# Workshop layout with dust collection



## mbs (May 8, 2010)

I built a 1500 sq ft shop a few years ago. I put the air compressor and dust collection outside to keep it quiet. If I had to do it all over again I would have ran the dust collector piping and the copper tubing in the attic and brought the drops down through the drywall. It would have posed some challenges routing some of the pipes because I have 8 skylights to work around.

Another think I enjoy a lot is working outside on the covered patio.
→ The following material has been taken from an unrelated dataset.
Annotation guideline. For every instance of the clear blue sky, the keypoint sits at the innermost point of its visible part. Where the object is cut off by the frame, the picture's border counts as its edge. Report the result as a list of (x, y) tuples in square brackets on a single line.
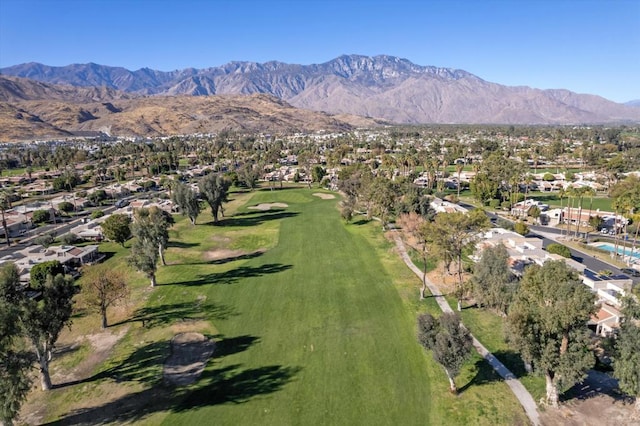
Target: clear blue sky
[(587, 46)]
I put Electrical outlets and lighting in the ceiling for easy access






















































.


----------



## SCOTSMAN (Aug 1, 2008)

Too clean for a wood shop now please make some woodchips fly.Seriously I love it. Alistair


----------



## Cosmicsniper (Oct 2, 2009)

I feel terrible for you. You must not be able to afford to fill up all that space with more machines. Pack up some of that space and send it in my direction!

Very cool shop!


----------



## Rick Dennington (Aug 27, 2009)

Great-looking shop…I really like a clean shop, and I like a lot of different shots of the tools and how they are placed. You've come through on both counts, and the d.c. is slick….Is that a Delta DJ-20 jointer? I just sold my Delta 6", and ready to order a new DJ-20. If so, how do you like it, and ever have any trouble with it? I'm 
basically a Delta tool person, and never had one minutes problem with them….Thanks for posting the shop…


----------



## mbs (May 8, 2010)

It is a DJ20 and I like it. I had a dj15 with the dovetail slides and I had a hard time getting it adjusted. I have 2 DJ20's and they work well.


----------



## sbryan55 (Dec 8, 2007)

Now this is a shop that looks like it would be a lot of fun to work in. You have plenty of room in there and it looks like you get quite a bit of natural light into your shop, which I think is a big plus. You also have put together a pretty nice tool collection as well. Thanks for the pictures. I enjoyed taking a tour of your shop.


----------



## Beginningwoodworker (May 5, 2008)

Thats a beautiful workshop.


----------



## wapakfred (Jul 29, 2011)

That is certainly one of the nicest woodshops I've ever seen….well done!


----------